What she’s making are bundles of spars - sharpened sticks for roof thatching. She gathers suitable sticks in the woods, whittles the ends by hand, and bundles them up. Bundling up 1000 sticks is about as hard as you’d imagine, and it barely provides enough for her to live on. The novel is set around 1860 (some 30 years before it was written), and one of Hardy’s recurring themes is the rapid change of the nineteenth century, as old rural cultures were being cast aside.

Piecework was left behind in many places by mechanisation (of jobs like Marty’s), and labor laws (which promoted hourly wages rather than unit pay). Many workers, especially in rural areas, were caught between the old ways, and an industrial world which was pricing them out. The idea of the eight hour day, that brought many people security, also removed some layers of freedom that peace workers used to have.

Now it's not for me to get misty-eyed over systems of labor that were exploited for many, and certainly provided none of the protections that the modern infrastructure state has come to allow us to expect. But it’s interesting that this style of employment has been repackaged as “gig work” and sold for its flexibility.
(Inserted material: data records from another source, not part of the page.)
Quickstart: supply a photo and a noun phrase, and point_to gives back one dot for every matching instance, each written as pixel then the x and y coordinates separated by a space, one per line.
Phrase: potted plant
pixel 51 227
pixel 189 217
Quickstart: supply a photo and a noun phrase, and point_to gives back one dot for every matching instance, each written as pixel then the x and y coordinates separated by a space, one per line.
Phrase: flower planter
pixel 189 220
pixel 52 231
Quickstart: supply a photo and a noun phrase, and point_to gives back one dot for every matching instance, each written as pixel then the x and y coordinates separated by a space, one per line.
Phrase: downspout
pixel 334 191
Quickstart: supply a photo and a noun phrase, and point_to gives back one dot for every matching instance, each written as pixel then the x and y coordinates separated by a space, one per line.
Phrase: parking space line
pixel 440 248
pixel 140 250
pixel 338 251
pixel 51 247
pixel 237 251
Some economists have noted women’s high participation in the gig economy, but it shouldn’t be a surprise. Their reasons are the same that women generations ago did “gig work”, and that the piecework model lingered in industries that were and are predominantly female (like textile work): women could work around taking care of their children.

It's interesting to know that it was only in the 1986 that home knitting for sale became legal in the United States having been made illegal decades before - by New Deal regulations designed to protect workers’ rights. The 80s liberalisation was against fierce resistance from garment workers unions, who declared it would mean the return of sweatshops. Meanwhile, those on the side of the knitters felt that they were being denied an economic opportunity to earn by their own hand.

I’m in the process of writing multiple applications for different types of economic function. For salaried jobs, it feels very different to write a cover letter post-covid. Partly because it’s unclear sometimes what the role will even involve. It's a much different thing to be writing letter on the lines of, I'm looking forward to moving to your town and working in your office, versus I’d like to stay right here in my living room and just Zoom in.

Meanwhile I’m also sending pitches for freelance stuff (piecework in its own way), and to potential agents to represent my book.

And I’m moving into a different type of work too - with a side hustle I’ll mention more in weeks to come. I’m both excited and terrified…..So this piece by Meghan Daum hit me hard. She talks about making a career pivot, and how after a certain point, you really need to stick the landing. Wish me luck!